Voice changing when pasted

Can anyone tell me what’s going on here? When I copy and paste the horns into the trumpets, the first trumpet is turning into a new, stems-down voice. I’ve switched on voice colours to highlight it in the video. Since I am working in galley view and relying on Dorico to do all the condensing later, there is no reason ever to have multiple parts on any solo instrument’s stave. Question asked in FB here

If you select a single note of the Trumpet 1 stave, then look at the status bar (at the bottom of the window), does it refer to Up-stem Voice 1 or Down-stem Voice 1?

Hi Leo. Downstem voice 1, as is the horn source. Odd since it’s all blue. If the colours don’t tell you it’s a different voice, what good are they? In the meantime I have pasted in a part which I copied from and up-stem voice 1 oboe part, and it becomes, on pasting to the horn, a “down-stem voice 2” phrase, even though it’s up-stem and there are no voice 1 rests. (see picture). I confess I’m utterly baffled by the voice differentiation. I just want all the wind and brass to be a single voice since they’re solo instruments - I want any the voice differentiation to be created by condensing at the end… Annotation 2021-08-16 172228

The colours tell you which order the voices were created on that instrument, but that’s about it.

I suspect that either the file originated as MusicXML, and the voice directions were bungled on the way in, or at some point someone’s gone Edit (or right-click) > Voices > Default Stems Down. The Default Stems Down and Default Stems Up buttons redefine an upstem voice as a downstem voice or vice-versa.

I suggest you Select All, Edit > Voices > Change Voice > Upstem Voice 1. Then Save the project. Then close the project. Then reopen the project and hopefully all will be well.
(The act of closing and reopening the project clears out any unused voices).

It did start out as a MusicXML but so long ago, and such a tiny part of it, I’m amazed it’s still in the DNA; this section is all new material. I’ve saved the project with a new title which I’m glad I did because doing the select all/change voices that you proposed has caused it to crash. :roll_eyes:

Well ok, do it an instrument at a time. It’s not exactly possible to know how big the flow is from your video - if it’s large, it may take a while.

The point about it being MusicXML is that every stave will start with a voice. In a native Dorico project, that’s always an Upstem Voice - though you can redefine it as a Downstem voice using the “Default Stems Down” function. In a MusicXML file it might be identified as a Downstem Voice. If you go on typing music into staves that already exist, you’ll type music into whichever voice already exists on the stave. If it just so happens that you try to copy and paste music from a Downstem Voice to a stave that only has an Upstem Voice, Dorico creates a new Downstem Voice on the destination stave, believing that the Downstem designation of the source music is important.

1 Like

Sorry, I’m sure your solution is spot-on. I didn’t mean to sound ungrateful. It does actually look like it’s still working it out quarter of an hour later. Is this something that Dorico is just very slow at, or do you suppose I need a faster PC? I reckon there might be about half an hour of music in the file over 3 flows; Classical symphony orchestra, strings all on two staves each…

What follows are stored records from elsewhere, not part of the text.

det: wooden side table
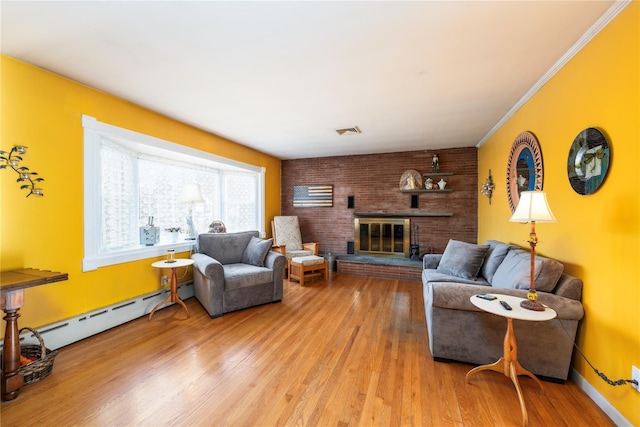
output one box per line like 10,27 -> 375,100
149,259 -> 195,320
465,294 -> 556,426
0,268 -> 69,400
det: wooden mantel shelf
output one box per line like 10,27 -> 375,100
355,211 -> 453,218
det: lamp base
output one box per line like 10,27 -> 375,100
520,299 -> 544,311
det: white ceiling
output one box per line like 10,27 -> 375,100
0,0 -> 626,159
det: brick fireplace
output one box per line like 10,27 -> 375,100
282,147 -> 478,277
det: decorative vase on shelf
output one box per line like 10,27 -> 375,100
424,178 -> 433,190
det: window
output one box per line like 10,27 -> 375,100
82,116 -> 264,271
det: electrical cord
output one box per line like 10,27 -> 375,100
556,311 -> 638,387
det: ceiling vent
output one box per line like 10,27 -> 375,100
336,126 -> 361,135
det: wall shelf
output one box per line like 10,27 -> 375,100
400,188 -> 453,193
422,172 -> 453,176
355,212 -> 453,218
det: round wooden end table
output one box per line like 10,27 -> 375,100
465,294 -> 556,426
149,259 -> 195,320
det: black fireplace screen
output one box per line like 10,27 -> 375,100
354,218 -> 410,258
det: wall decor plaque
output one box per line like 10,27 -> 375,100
567,128 -> 611,195
507,131 -> 544,212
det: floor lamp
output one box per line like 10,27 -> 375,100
180,183 -> 204,240
509,191 -> 557,311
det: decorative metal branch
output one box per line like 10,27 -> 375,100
0,145 -> 44,197
482,169 -> 496,204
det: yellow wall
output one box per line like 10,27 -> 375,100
0,56 -> 280,327
478,2 -> 640,425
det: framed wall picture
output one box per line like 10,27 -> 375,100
507,131 -> 544,212
567,128 -> 611,195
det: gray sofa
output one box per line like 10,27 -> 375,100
191,231 -> 287,318
422,240 -> 584,382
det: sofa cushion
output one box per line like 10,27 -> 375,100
437,239 -> 489,279
422,268 -> 490,286
241,237 -> 273,267
491,249 -> 564,292
480,240 -> 509,283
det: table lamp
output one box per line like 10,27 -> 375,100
180,183 -> 204,240
509,191 -> 558,311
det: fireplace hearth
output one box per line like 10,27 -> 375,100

I suspect this is just something Dorico’s slow at doing, particularly with a lot of material. There are likely quicker ways of handling it with a little more user intervention:
I’d probably turn on voice colours, check that one of the blue notes on each stave is Upstem Voice 1. If not, change it to Upstem Voice 1. Then I’d work through just the other colours and change them to Upstem Voice 1.

It’s done it! It took 25 minutes, but it seems to have made everything upstem-voice 1. I think the lesson is to do this at the start of the MusicXML import, not 6 months later. Many thanks for your help, as ever.